Como ficou claro nas intervenções de colegas que trabalham em veículos tradicionais do país, como Estadão, Folha de S.Paulo, O Globo, Valor Econômico e as publicações da Editora Globo e Editora Abril, se havia alguma dúvida que as e os jornalistas fazem parte de uma categoria de trabalhadores, hoje não há mais. E que somente a luta coletiva possibilitará a conquista de direitos, de salários e de dignidade. “A empresa deixa a minha vida cada vez pior nos 364 dias do ano. Por que, então, não posso dar uma dor de cabeça para eles em pelo menos um dia?”, foi o questionamento de um companheiro que sintetizava o sentimento de disposição à luta após anos de precarização, demissões e piora nas condições de trabalho de nossa profissão.

O movimento coordenado por nosso Sindicato e protagonizado pela categoria foi vitorioso, mas a luta segue. Neste momento, continuamos a batalhar nesta campanha salarial, com uma nova grande assembleia aprovando nova paralisação, agora de quatro horas, que ocorrerá após o fechamento desta edição. Enquanto isso, as negociações para os profissionais de Rádio e Televisão se iniciam — a data-base desse segmento da categoria é em dezembro. Que os bons ventos de novembro soprem para as lutas que virão.

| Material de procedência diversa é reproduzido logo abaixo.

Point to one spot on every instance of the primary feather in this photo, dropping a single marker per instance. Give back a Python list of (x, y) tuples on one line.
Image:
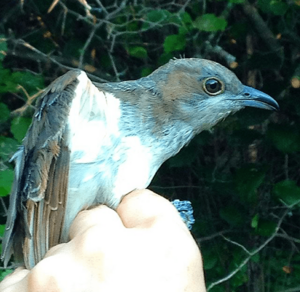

Por falar nisso, uma informação não menos importante deste editorial: com o exemplar que você tem em mãos, iniciamos nossa despedida de 2021 com a última edição do Unidade para este ano.

Felizmente, a manchete da paralisação deixou em segundo plano a famigerada retrospectiva anual. Porque, como sabemos bem, esse período que está prestes a se encerrar não foi nada fácil para nós, brasileiros. E nem para a nossa profissão em particular.

É impossível não se lembrar das mais de 600 mil vítimas de covid-19 em nosso país. É impossível não se solidarizar pelas tantas famílias que não poderão celebrar a passagem de ano com seus entes queridos por conta da criminosa sabotagem do governo Bolsonaro ao enfrentamento da pandemia. É impossível não se indignar ao andar pelas ruas de nossas cidades e encarar a face mais dura da fome, da miséria e da desesperança.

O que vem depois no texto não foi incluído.